6 Islam The Holy Qur’an teaches Muslims to… Always love Allah first. Think about what Allah expects when making decisions about what to do and what not to do. Believe in God Keep on praying Give regularly to charity Keep your promises Be patient in times of suffering and difficulty. Chapter 2 v177

7 Sikhism The teachings of Guru Nanak say: There is only one God Worship and pray to the one God and to no one else Remember God, work hard and help others. God is pleased with honest work and true living. Before God, there is not rich, no poor, no black or white. Men and women are all equal before God. Be kind to people, animals and birds. Do not fear. Do not frighten. Always speak the truth. Be simple in your food, dress and habits.

8 Suggestions for further activities:
Put all the rules onto separate cards and see if pupils can sort them to the correct religion. This will help to show some of the similarities and differences. Ask pupils to consider the place of God in these rules. Why is respect for God and worship of God so important in these codes? What does it show about what matters to believers? Many people think that rules for living are negative and restrictive – “Don’t do this… Don’t do that”, as if God is some kind of kill-joy. Most religious believers do not see it like this. Can pupils think of any reasons why believers find the rules helpful, even liberating, in their everyday lives? [Think about how the rules of the road are not restrictive but helpful; think about what it means if there is a creator God who loves people, and who gives some guidelines for life.]

9 Imagine a world where everyone lies
Imagine a world where everyone lies. Ask pupils to write a diary entry for The Day Everybody Lied, starting from the moment their alarm clock woke them up – with the wrong time…. What would it be like? Give out a selection of rules (from one religion or several). Ask pairs of pupils to consider what would happen if a) everybody kept that rule and b) everybody broke the rule. Ask pupils to give concrete examples of what might happen. Ask pupils to put together and perform a Good News report where people obey the kinds of rules reflected in the religious codes for living. How would it affect people?

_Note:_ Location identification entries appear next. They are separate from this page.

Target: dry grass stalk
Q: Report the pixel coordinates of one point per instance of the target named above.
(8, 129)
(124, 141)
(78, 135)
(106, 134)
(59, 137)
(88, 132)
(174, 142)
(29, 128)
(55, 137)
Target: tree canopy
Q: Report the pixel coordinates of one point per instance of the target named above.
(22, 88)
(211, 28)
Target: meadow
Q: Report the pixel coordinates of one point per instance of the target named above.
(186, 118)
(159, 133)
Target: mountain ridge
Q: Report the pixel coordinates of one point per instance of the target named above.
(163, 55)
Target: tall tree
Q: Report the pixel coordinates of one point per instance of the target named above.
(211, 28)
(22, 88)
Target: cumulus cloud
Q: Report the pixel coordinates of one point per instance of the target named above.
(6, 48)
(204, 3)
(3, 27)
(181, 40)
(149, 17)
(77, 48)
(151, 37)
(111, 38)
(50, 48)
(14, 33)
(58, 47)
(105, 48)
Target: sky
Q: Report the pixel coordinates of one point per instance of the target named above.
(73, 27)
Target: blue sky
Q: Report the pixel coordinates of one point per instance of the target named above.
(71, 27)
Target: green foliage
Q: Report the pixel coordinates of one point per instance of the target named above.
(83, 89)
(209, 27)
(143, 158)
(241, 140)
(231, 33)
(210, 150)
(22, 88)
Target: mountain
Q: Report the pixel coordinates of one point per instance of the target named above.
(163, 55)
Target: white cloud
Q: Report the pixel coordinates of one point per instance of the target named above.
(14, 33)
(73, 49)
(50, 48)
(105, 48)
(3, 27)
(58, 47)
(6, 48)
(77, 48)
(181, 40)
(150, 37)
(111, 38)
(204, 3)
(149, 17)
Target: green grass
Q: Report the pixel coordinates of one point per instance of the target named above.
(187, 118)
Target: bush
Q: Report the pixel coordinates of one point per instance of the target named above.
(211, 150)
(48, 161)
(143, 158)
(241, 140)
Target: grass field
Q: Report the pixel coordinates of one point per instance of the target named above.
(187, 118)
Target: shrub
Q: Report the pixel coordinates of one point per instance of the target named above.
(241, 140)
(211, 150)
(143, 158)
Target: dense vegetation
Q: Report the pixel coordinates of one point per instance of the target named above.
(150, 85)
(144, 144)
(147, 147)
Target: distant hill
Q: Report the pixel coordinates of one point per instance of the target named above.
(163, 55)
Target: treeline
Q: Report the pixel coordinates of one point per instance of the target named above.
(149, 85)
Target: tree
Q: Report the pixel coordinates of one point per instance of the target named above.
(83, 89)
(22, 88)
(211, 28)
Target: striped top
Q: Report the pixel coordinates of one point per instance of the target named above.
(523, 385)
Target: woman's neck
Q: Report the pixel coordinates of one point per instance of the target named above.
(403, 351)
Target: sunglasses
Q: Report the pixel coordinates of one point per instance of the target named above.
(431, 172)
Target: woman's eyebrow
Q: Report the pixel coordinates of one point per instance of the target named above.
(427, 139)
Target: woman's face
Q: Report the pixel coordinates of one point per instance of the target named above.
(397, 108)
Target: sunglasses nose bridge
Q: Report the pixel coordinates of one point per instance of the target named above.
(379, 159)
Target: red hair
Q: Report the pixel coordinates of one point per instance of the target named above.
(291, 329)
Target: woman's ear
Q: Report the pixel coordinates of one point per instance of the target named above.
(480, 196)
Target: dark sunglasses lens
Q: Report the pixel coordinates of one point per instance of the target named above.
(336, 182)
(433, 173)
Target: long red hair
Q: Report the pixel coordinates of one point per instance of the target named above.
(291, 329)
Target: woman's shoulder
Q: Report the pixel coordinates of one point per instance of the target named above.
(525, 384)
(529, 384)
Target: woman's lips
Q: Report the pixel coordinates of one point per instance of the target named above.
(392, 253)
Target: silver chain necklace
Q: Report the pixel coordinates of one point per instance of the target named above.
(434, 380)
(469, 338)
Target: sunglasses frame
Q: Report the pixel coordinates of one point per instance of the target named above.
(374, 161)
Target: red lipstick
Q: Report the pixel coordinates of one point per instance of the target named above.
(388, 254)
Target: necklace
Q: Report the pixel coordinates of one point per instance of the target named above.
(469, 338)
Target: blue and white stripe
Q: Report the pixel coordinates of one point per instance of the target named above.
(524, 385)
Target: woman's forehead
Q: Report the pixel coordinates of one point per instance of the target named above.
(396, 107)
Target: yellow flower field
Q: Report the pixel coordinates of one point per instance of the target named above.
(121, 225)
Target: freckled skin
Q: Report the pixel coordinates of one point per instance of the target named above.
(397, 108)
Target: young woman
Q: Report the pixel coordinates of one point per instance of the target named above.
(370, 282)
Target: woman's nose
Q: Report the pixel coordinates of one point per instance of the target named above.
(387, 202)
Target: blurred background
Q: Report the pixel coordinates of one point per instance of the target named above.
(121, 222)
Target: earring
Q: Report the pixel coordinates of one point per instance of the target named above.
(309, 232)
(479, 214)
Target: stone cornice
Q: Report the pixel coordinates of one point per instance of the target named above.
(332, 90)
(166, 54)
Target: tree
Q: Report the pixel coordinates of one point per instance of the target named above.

10 Give groups of pupils nine rules on card; ask them to sort them into a “Diamond 9”, with the most important at the top and the least important at the bottom. They need to take turns in placing the rules, asking the person next to them where they think it should go, explaining why they think it is important or not. They can move someone else’s card as long as they say why. Ask pupils to agree the top 4 rules for society. Why are these important? What would you do with people who do not obey the rules? Does your idea for punishment fit in with your rules? (i.e. if you talk about loving others or being fair, is your punishment loving or fair?)